Moreover, the estimates of autism in this report and the male-to-female
prevalence ratios are consistent with estimates from recent
population-based studies of autism and ASD prevalence on the basis of
clinical examination and medical and educational record review (1,2).
Additionally the finding that parent-reported autism prevalence was
highest during early school age (i.e., 6--11 years) appears similar to
that of a 1996 study using medical and education record review in
metropolitan Atlanta in which peak prevalence was observed among
children aged 5--8 years (1).
The findings in this report of parental report of
diagnosed autism complement other CDC studies of the prevalence of
autism, such as population-based surveillance conducted in Atlanta and
other areas of the United States that compose the Autism and
Developmental Disabilities Monitoring (ADDM) Network. Estimates from
ADDM surveillance are on the basis of medical and education record
review of eligible children aged 8 years and provide more detail
regarding the prevalence of ASDs in selected U.S. populations. In
addition, ADDM surveillance provides information on the clinical
characteristics of children with ASDs and will provide data to track
ASD prevalence trends in these populations. NHIS and NSCH data
supplement ADDM data by providing national estimates of parent-reported
diagnoses of autism. Because these surveys contain information on
health-care use and family functioning, they might be helpful for
future analyses examining the impact of ASDs on children and their
families. Previous reports on parent-reported estimates of other
developmental disabilities from NHIS (9) and of
attention-deficit/hyperactivity disorder from NSCH (10)
have provided valuable data on the national prevalence and insight into
the impact of these disorders on children in the United States.

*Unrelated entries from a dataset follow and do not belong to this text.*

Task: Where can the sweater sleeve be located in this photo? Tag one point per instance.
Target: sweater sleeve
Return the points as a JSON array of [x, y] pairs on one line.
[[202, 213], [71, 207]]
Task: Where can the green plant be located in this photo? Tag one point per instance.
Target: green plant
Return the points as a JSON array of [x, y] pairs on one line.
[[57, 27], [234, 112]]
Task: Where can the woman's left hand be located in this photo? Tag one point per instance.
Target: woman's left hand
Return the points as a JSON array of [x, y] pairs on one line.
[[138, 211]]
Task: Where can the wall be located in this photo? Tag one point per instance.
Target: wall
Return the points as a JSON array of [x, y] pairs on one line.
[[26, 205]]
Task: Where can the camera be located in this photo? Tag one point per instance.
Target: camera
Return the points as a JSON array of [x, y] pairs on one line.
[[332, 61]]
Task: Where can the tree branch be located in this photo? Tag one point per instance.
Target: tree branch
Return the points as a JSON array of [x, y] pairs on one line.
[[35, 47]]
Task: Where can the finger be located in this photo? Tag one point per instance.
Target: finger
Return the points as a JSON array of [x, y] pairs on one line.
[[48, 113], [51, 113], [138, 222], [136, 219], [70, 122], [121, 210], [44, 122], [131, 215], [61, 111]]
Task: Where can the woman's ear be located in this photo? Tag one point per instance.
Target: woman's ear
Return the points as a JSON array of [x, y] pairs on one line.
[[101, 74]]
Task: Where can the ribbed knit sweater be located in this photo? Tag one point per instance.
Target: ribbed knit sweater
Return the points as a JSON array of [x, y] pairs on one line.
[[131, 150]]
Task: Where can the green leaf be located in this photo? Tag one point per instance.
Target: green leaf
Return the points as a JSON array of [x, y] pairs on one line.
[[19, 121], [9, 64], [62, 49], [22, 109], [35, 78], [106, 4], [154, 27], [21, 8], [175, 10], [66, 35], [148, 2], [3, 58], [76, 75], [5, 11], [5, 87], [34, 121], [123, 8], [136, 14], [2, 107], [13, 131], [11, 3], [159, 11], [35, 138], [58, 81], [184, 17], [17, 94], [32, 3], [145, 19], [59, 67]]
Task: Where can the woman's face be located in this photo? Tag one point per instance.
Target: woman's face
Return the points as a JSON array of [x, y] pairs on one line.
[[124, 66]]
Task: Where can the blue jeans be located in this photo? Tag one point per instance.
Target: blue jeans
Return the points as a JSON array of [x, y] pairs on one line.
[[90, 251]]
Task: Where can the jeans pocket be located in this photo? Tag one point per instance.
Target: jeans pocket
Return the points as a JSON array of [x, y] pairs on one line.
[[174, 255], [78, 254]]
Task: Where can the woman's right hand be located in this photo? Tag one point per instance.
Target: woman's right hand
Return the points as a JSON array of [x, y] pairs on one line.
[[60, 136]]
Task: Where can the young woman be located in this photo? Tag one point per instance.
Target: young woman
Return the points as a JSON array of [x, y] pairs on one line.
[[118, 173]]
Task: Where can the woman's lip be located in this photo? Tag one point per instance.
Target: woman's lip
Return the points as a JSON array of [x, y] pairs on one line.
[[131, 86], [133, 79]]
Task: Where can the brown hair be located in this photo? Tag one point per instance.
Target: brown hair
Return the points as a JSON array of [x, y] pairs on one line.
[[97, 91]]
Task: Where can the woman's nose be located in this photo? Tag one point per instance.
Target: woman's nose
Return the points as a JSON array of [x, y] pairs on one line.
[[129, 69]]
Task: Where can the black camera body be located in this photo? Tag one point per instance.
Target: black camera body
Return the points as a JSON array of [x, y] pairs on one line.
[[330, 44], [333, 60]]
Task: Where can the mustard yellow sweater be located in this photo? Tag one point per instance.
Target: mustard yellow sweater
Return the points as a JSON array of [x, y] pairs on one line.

Because autism is defined behaviorally, autism usually
is not diagnosed before age 4 years. Later identification of children
with autism might suggest an underestimate of autism prevalence among
younger age groups. Similarly, although autism is considered a chronic
condition, to what extent the "ever diagnosed" cases described in this
report reflect parental report of current levels of clinical
symptomatology rather than past diagnoses is unclear; thus, the peak
prevalence estimates for children aged 6--11 years might be reflective
of peak ages for diagnosis and treatment. Although Hispanic children
had lower rates of reported autism in the two surveys, whether the
lower rates resulted from etiologic differences or differential
cultural factors related to autism symptom recognition and access to
services for diagnosis and treatment could not be determined. Thus,
differences observed between age or race/ethnicity subgroups should not
be used to infer potential etiologic associations. Nonetheless, such
differences point to the need to consider potential underdiagnosis in
certain populations. CDC has recognized the need to improve early
detection of autism and has begun a public education campaign with
national partner groups (Learn the Signs. Act Early) to educate parents
and professionals about early warning signs of autism and other
developmental disorders and to encourage developmental screening and
intervention.
The findings in this report are subject to at least four
limitations. First, the NSCH response rate was lower than the NHIS
response rate; however, the comparability of the prevalence estimates
suggests a differential nonresponse bias did not occur. Second,
parental report of autism is dependent on access to appropriate health
or educational services for diagnosis and communication of that
diagnosis to the parent. Third, because the survey asked only about
autism, how parents of children with diagnoses of other, less severe,
ASD disorders (i.e., pervasive developmental disorder--not otherwise
specified or Asperger disorder) might have responded is unclear.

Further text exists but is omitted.